Tomorrow will be the twelfth day of Christmas and the day after that, in the Church, we celebrate Epiphany. Epiphany comes from the Greek word meaning “manifestation” and, in Christianity, it marks the visit from the three wise men to the baby Jesus, when the majesty of Christ was revealed to them. I can’t think of a better way to spend the weekend of Epiphany than on a camel with two amazing friends in Petra, around 150km from Bethlehem. And, as we climbed the path to the ruins of the monastery, I was reminded of the strange story of Abraham and Isaac that is found in Genesis 22:
“God said to Abraham, “Abraham!”
“Here I am,” he replied.
Then God said, “Take your son, your only son, whom you love – Isaac – and go to the region of Moriah. Sacrifice him there as a burnt offering on a mountain I will show you.”
And early that morning, Abraham loads everything on a donkey and sets out with his son, Isaac. Yet, when he gets to the very top of the mountain (probably much taller than the one we climbed that morning in Petra because we are told that it takes Abraham and Isaac three days to get to the top), he is about to sacrifice Isaac when the situation takes a completely different turn of events:
“The angel of the Lord called out to Abraham from heaven, “Abraham! Abraham!”
“Here I am!” He replied.
“Do not lay a hand on the boy,” he said. “Do not do anything to him. Now I know that you fear God, because you have not withheld from me your son, your only son.”

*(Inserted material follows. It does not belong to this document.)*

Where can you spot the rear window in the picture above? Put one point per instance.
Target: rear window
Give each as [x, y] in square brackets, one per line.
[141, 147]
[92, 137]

And it is understandably quite easy to get bogged down with the gruesome nature of this story and wonder what place it has in a faith that many believe rests on the unconditional and profoundly selfless love of God. But as we climbed up the path to the ruins of the monastery, I thought that maybe the story of the journey of Abraham, whatever we believe about its origins and veracity, tells us a few very real truths about humanity:
1. We nearly always think we know what is best and so we often follow our plans through with such urgency that when we get to the end of a journey and find that we perhaps didn’t know the outcome at all, we are taken completely by surprise.
2. It often takes us much too long to realise that the path we are on is the wrong one.
And by this I don’t mean to take away the sense of Abraham’s profound faith which is seen to be at the centre of this story, but simply to say that maybe we can learn something from the way in which this story ends so very differently to the one which is suggested at its beginning. I, for one, am certainly guilty of getting fixated on “the right way” and thus storming towards the finish line at great speed before realising that actually maybe at some point, I had forgotten to listen to the much quieter, calmer, inner voice.
And I, too, am guilty of struggling to understand what is meant by “true sacrifice” which, after all, is what is at the heart of this story. In my own journey of discernment of a path towards ordination, I find it sometimes much to easy to get wrapped up in what I might think of as my own sacrifices: giving up evenings and weekends, the chance of earning more money, the taking on of responsibility and the chance to “just do something else”. In the weekend of Epiphany, as we remember the gifts that the wise men carried to Bethlehem on their own camels as they trekked to see the gift of the baby Jesus, it is right that we should think of the gifts that we can offer to God and the sacrifices that we too can make. But as I looked round at the stunningly beautiful surroundings from the top of that hill in Petra and felt the unassuming love of friendship, I wondered whether maybe we shouldn’t also remember that the things that we are given by God will always be so much greater than the things that we feel we have to give up.